After years of campaigning by women’s rights activists, on 1 August, the lower house of Jordan’s parliament voted for the full repeal of Article 308 without exception, meaning that there should no longer be a way for a rapist to escape punishment by marrying his victim.
Women’s and human rights organizations have worked alongside Jordanian Parliamentarians for years to bring about change to the law, and are hailing the repeal of Article 308 as an important step forward in the global movement to hold rapists accountable for their crimes.
Suad Abu-Dayyeh, who lives in Jordan and is a Middle East consultant for international women’s rights organisation Equality Now, says: “I am so delighted that finally, the Jordanian lower house of Parliament has approved the full repeal of Article 308 of the Penal Code so that rapists and other sexual abuser who marry their victims will no longer enjoy impunity for their crimes, no matter what the age of their victim.”
“In the face of years-long opposition, I feel like we are living in a historic moment. Now all that remains is for the Senate to give their seal of approval, and we hope there is the political will for it to be endorsed without any further opposition.”
Article 308 provides a legal loophole for perpetrators to avoid prison by marrying their victims for a minimum of five years. The law stems from the belief that marriage reduces the social stigma faced by women and girls who have been raped and preserves “the honor and dignity” of the victim’s family.

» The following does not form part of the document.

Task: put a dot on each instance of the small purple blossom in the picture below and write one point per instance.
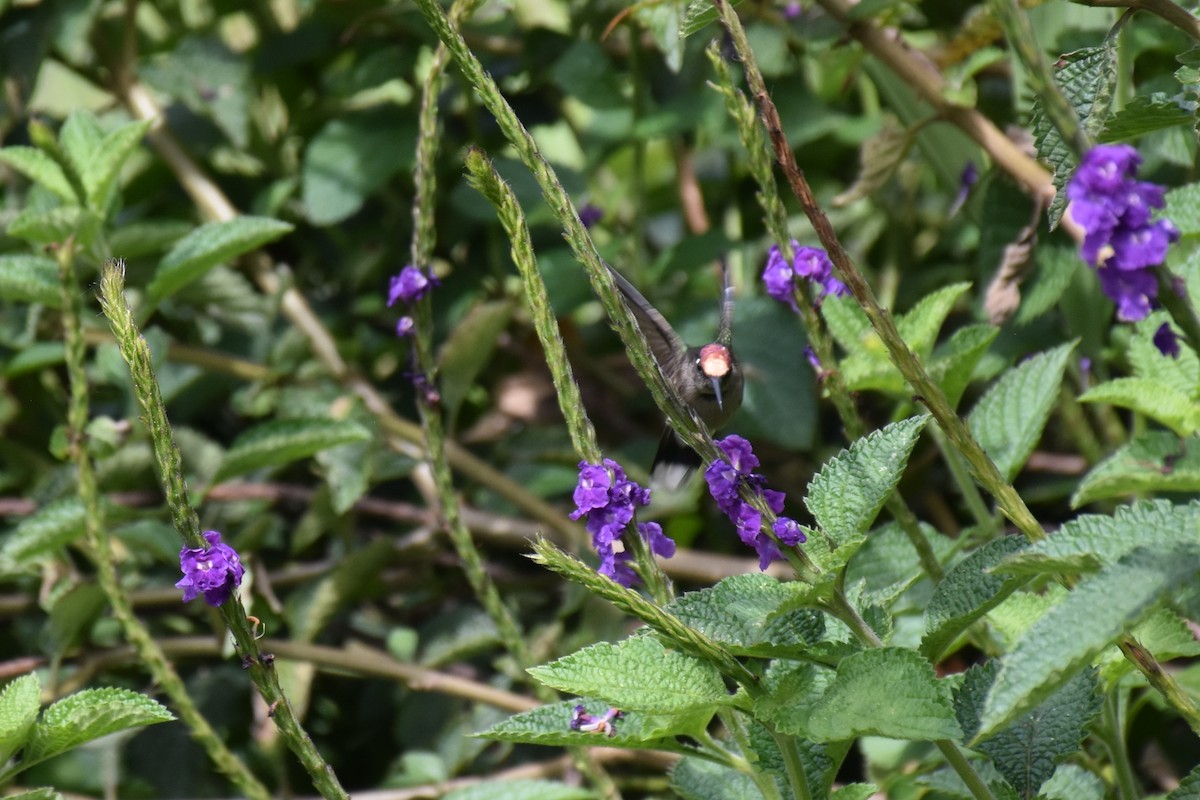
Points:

However campaigners have argued that in reality the victim faces further trauma and a lifetime of sexual violence and domestic abuse at the hands of her attacker.
Abu-Dayyeh explains: “Today in many Arab countries, cultural traditions continue to place a big emphasis on controlling women and girl’s sexuality. A girl is expected to be a virgin when she gets married so anything that affects her virginity is seen as a source of shame. Some still believe it is better for someone who has been raped to marry her attacker because nobody else will want her. These cultural traditions place a heavy burden on the victim and put pressure on her to ‘agree’.”

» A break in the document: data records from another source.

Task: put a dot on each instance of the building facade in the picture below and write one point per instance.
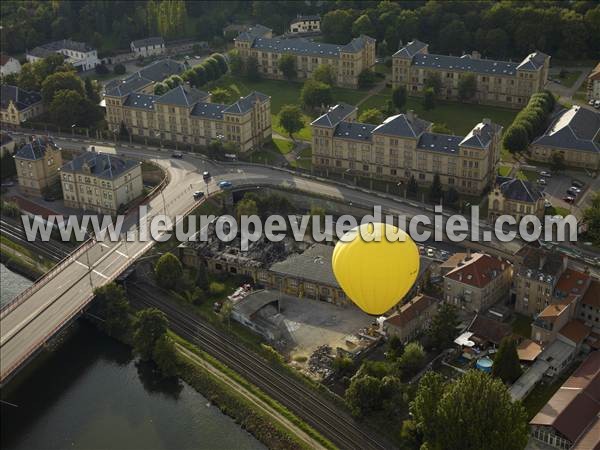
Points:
(38, 163)
(402, 147)
(347, 61)
(19, 105)
(305, 24)
(575, 133)
(101, 182)
(82, 56)
(498, 82)
(478, 282)
(514, 197)
(142, 48)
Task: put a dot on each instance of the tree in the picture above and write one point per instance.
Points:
(168, 271)
(112, 305)
(325, 74)
(363, 25)
(164, 355)
(412, 359)
(119, 69)
(441, 128)
(428, 98)
(434, 81)
(443, 328)
(467, 86)
(557, 162)
(363, 395)
(61, 81)
(252, 72)
(150, 325)
(506, 362)
(315, 94)
(335, 26)
(474, 412)
(366, 78)
(399, 97)
(287, 66)
(290, 118)
(516, 139)
(372, 116)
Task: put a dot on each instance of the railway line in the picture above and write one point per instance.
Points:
(55, 251)
(332, 423)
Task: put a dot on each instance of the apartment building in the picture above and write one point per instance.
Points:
(305, 24)
(477, 282)
(535, 279)
(348, 61)
(38, 163)
(404, 146)
(19, 105)
(575, 133)
(152, 46)
(514, 197)
(82, 56)
(501, 83)
(101, 182)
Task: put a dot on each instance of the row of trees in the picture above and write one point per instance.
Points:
(530, 122)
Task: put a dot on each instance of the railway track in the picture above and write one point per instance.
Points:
(54, 251)
(332, 423)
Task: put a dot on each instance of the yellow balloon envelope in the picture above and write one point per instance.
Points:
(377, 274)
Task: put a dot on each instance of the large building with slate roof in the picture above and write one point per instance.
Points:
(515, 197)
(502, 83)
(402, 147)
(185, 114)
(37, 163)
(101, 182)
(347, 60)
(575, 133)
(79, 54)
(19, 105)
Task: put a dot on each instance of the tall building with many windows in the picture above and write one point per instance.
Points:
(403, 146)
(347, 61)
(502, 83)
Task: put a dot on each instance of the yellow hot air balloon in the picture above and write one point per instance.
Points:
(375, 275)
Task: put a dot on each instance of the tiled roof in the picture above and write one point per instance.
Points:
(592, 296)
(520, 190)
(411, 309)
(437, 142)
(574, 408)
(182, 96)
(35, 149)
(334, 115)
(148, 41)
(576, 128)
(403, 125)
(21, 98)
(411, 49)
(102, 165)
(478, 271)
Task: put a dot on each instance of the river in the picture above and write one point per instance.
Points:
(91, 393)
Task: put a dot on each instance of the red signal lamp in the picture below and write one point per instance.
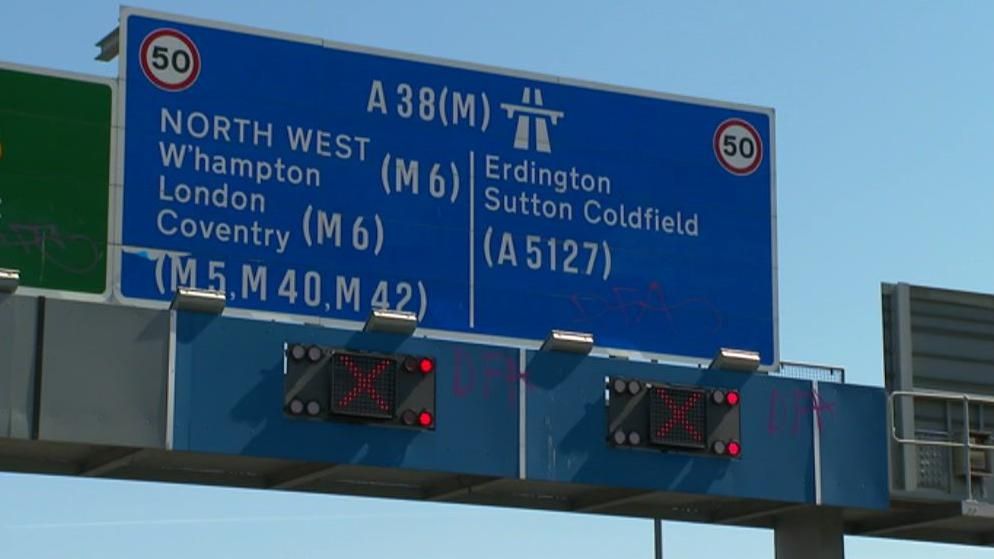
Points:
(733, 448)
(426, 365)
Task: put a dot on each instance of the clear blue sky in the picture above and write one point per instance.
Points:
(885, 139)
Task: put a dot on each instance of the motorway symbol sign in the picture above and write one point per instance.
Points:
(489, 202)
(55, 144)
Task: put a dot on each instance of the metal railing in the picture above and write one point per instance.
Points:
(966, 444)
(810, 371)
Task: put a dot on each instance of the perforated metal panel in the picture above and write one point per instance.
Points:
(933, 461)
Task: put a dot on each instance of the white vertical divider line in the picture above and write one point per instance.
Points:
(171, 381)
(472, 240)
(816, 438)
(522, 416)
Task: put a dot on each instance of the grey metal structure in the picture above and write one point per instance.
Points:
(939, 374)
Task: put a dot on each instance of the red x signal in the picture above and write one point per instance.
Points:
(365, 383)
(678, 415)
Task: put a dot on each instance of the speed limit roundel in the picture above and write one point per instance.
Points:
(738, 147)
(169, 59)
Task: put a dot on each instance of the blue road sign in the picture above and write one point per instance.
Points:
(318, 179)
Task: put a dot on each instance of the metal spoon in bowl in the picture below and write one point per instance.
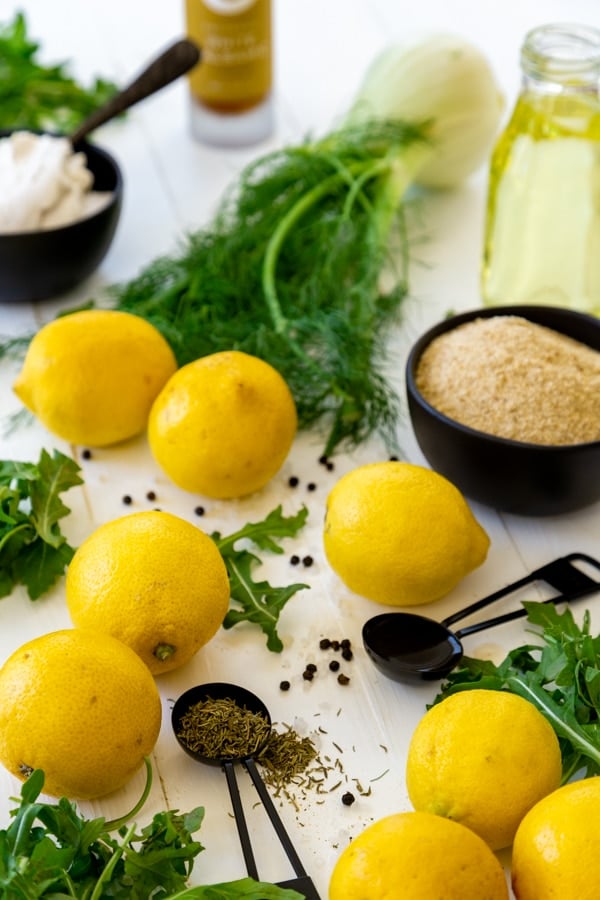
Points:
(176, 60)
(245, 700)
(409, 647)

“When a man is allowed to marry his victim, the circle of abuse can continue with further emotional trauma, attacks and neglect. She will be more exposed to domestic violence and sexual assaults, and is likely to have restricted movement and a lack of power in decision making. Meanwhile the man is rewarded rather than punished for his actions.”

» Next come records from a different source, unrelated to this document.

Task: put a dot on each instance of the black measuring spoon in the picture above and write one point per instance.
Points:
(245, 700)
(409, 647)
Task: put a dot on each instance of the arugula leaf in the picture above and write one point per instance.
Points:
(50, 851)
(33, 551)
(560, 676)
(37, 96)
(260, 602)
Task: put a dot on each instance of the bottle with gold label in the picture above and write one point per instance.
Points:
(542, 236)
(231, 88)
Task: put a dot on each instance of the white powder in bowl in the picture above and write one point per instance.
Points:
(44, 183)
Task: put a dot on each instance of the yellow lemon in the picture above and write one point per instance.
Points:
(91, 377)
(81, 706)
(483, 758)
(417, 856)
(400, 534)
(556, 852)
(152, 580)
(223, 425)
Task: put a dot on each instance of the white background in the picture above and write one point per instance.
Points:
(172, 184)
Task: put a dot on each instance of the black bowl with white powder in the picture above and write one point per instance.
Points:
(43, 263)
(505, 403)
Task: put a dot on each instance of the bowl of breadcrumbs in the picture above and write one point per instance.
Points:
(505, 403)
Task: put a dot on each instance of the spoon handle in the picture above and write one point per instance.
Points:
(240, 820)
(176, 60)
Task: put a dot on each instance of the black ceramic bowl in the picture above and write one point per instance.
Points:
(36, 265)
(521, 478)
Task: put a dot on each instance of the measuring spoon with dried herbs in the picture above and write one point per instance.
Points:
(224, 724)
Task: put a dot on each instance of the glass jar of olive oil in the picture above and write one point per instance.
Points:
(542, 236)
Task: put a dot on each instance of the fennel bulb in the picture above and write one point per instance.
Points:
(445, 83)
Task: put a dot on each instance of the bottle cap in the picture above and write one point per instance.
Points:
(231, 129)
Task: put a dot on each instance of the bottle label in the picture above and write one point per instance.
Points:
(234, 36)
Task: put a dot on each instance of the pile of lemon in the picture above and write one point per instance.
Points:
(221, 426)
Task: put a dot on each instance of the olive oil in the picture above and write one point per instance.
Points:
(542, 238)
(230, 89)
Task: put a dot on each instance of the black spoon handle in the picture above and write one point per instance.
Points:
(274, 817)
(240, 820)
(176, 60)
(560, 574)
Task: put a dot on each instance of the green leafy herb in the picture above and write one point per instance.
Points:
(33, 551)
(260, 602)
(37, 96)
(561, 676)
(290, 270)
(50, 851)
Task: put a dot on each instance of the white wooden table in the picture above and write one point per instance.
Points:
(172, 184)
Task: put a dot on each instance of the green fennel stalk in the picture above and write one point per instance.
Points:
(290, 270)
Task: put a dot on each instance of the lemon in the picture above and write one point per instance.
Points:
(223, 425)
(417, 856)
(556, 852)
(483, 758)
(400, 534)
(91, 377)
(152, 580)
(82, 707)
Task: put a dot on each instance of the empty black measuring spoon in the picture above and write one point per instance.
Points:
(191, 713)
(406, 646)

Some countries in the MENA region have already closed their own rape-marriage loopholes. Tunisia overturned an article at the end of July, and Morocco amended its law in 2014 following public outcry over the suicide of a 16-year-old girl who was forced to marry her rapist. Egypt ended legal impunity for rapists in 1999.
However, other countries in the region, including Algeria, Bahrain, Iraq, Kuwait, Syria and Lebanon, have yet to repeal their versions of the law, which are generally alike and originate from the old colonial Ottman and French laws that were introduced.
“Jordan is now setting a very good example for other countries in the region that still have these discriminatory legal provisions,” says Abu-Dayyeh.
“I hope that Lebanon, which is discussing amending or abolishing a similar provision, will follow soon by fully revoking its own Article 522 of the Penal Code, so that finally no rapist in the country will be able to escape punishment by marrying their victim, no matter what the circumstance.”